Marvel’s Iron Fist : Un vrai coup de poing ?

Marvel's Iron Fist : Un vrai coup de poing ?

Le 17 mars, Netflix dévoilait sa dernière série Marvel. Après Daredevil et Luke Cage, qui ont rencontré un véritable succès, ainsi que Jessica Jones, l’arrivée du quatrième Defender était très attendue. La série Iron Fist est-elle aussi réussie que ses consœurs ? Je vous dis tout.

Comme beaucoup de spectateurs, j’avais hâte de découvrir Marvel’s Iron Fist. Ayant adoré les trois autres séries Netflix/Marvel, il me tardait d’enfin voir leur version du fameux Poing d’Acier – ouais, je sais, en anglais c’est plus stylé.

En plus, le casting était plutôt prometteur : Finn Jones, que vous avez pu voir interpréter Loras Tyrell dans Game Of Thrones ; Jessica Henwick, aperçue dans la même série dans le rôle de Nymeria Sand ; Tom Pelphrey, alias Bunker dans les dernières saisons de Banshee ; ou encore David Wenham, notamment connu pour avoir prêté ses traits au personnage de Faramir dans Le Seigneur des Anneaux.

Mais de quoi ça parle Iron Fist, à part d’un joli blondinet armé d’un poing méga balaise ?

Lorsqu’il était jeune, l’avion de Danny Rand et ses parents s’est écrasé au beau milieu de l’Himalaya. Seul survivant, Danny a été recueilli par des moines. Le hic, c’est qu’à New-York, tout le monde pense qu’il est mort. Alors forcément, quand Danny réapparait comme par magie quinze ans plus tard, c’est un peu compliqué.

D’autant plus qu’il est l’héritier de la famille Rand, et détient donc la moitié des parts de l’entreprise éponyme. Je vous laisse imaginer que ceux qui ont dirigé la société pendant son absence se réjouissent moyennement de devoir à nouveau partager.

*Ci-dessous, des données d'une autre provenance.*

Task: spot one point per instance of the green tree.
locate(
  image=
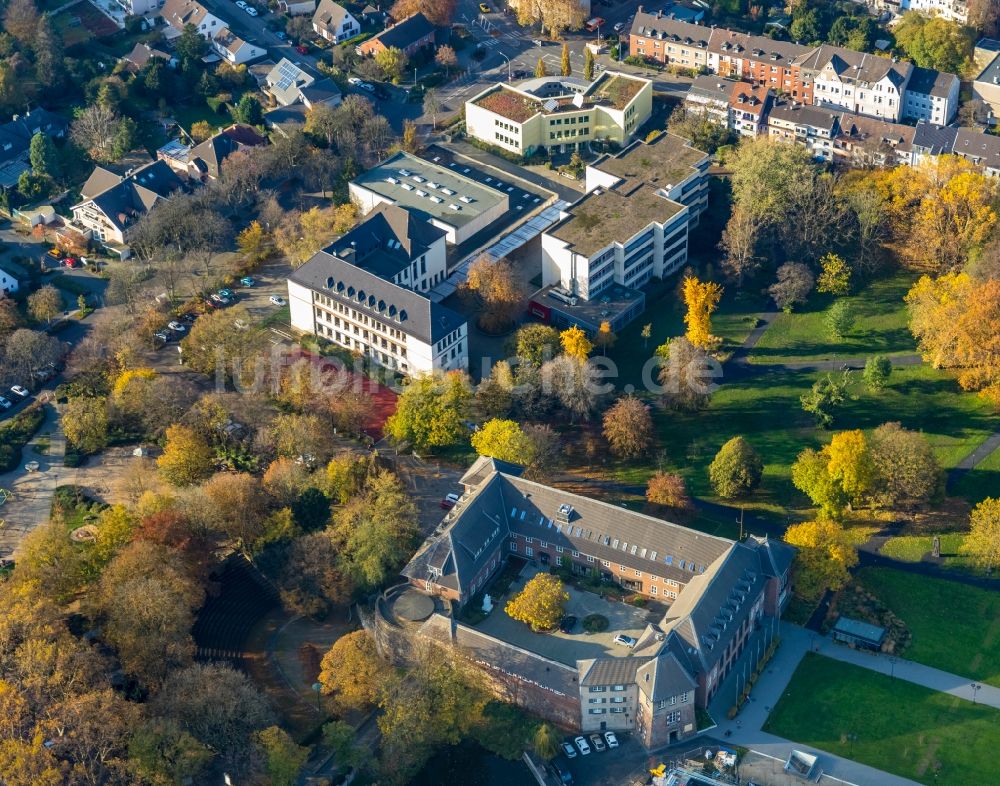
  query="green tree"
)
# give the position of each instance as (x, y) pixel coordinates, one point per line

Avec un blondinet bouclé revenu d’entre les morts, qui plus est. Mais comment être sûrs qu’il s’agit bien du vrai Danny Rand, et non d’un fou ou d’un imposteur ?

Le début de la série s’intéresse donc à un Danny pieds nus, un peu perdu, qui va tenter de prouver son identité et de (re)trouver sa place dans une société qui ne l’a pas attendu pour avancer. Un léger choc de cultures pour ce jeune homme qui a passé quinze années à K’un-Lun, où des moines l’ont formé au combat, afin qu’il devienne l’Iron Fist.

Petit à petit, Danny va faire des rencontres plus ou moins heureuses. Il sera rapidement confronté à La Main, l’ennemi attitré de nos super-héros new-yorkais – on a déjà vu Daredevil leur botter les fesses un certain nombre de fois. Mais tout ça, vous le découvrirez si vous décidez de jeter un œil – voire les deux – à la série.

Un casting intéressant donc, mais aussi un synopsis alléchant et une association – Netflix et Marvel – qui jusque-là avait convaincu presque unanimement, et vous obtenez de supers ingrédients. Mais alors, comment expliquer l’accueil mitigé réservé à la série ?

Honnêtement, les premiers épisodes m’ont vraiment enthousiasmée. Toute la partie où Danny va devoir prouver son identité, confronté au scepticisme et même à la colère de certains protagonistes, est très intéressante. On découvre les personnages, l’ambiance, l’entreprise Rand qui est au cœur de la série… Ca commençait vraiment bien !

C’est donc d’autant plus dommage, car selon moi, ça se gâte après. Rapidement, la série perd en dynamique. Les épisodes deviennent longuets, ça manque un peu de rythme. Certains rebondissements sont trop prévisibles. Par moments, ça repart, mais le soufflé retombe vite.

Malgré tout, je vous conseille la série. Même si elle n’est pas transcendante, elle reste dans l’ensemble agréable à regarder. Et puis pour ceux qui voudront regarder The Defenders cet été, c’est bien d’avoir vu les quatre séries, histoire de bien pouvoir situer les différentes intrigues. Les amateurs de montagnes russes seront servis, avec des épisodes au top entrecoupés d’épisodes un peu « mous ».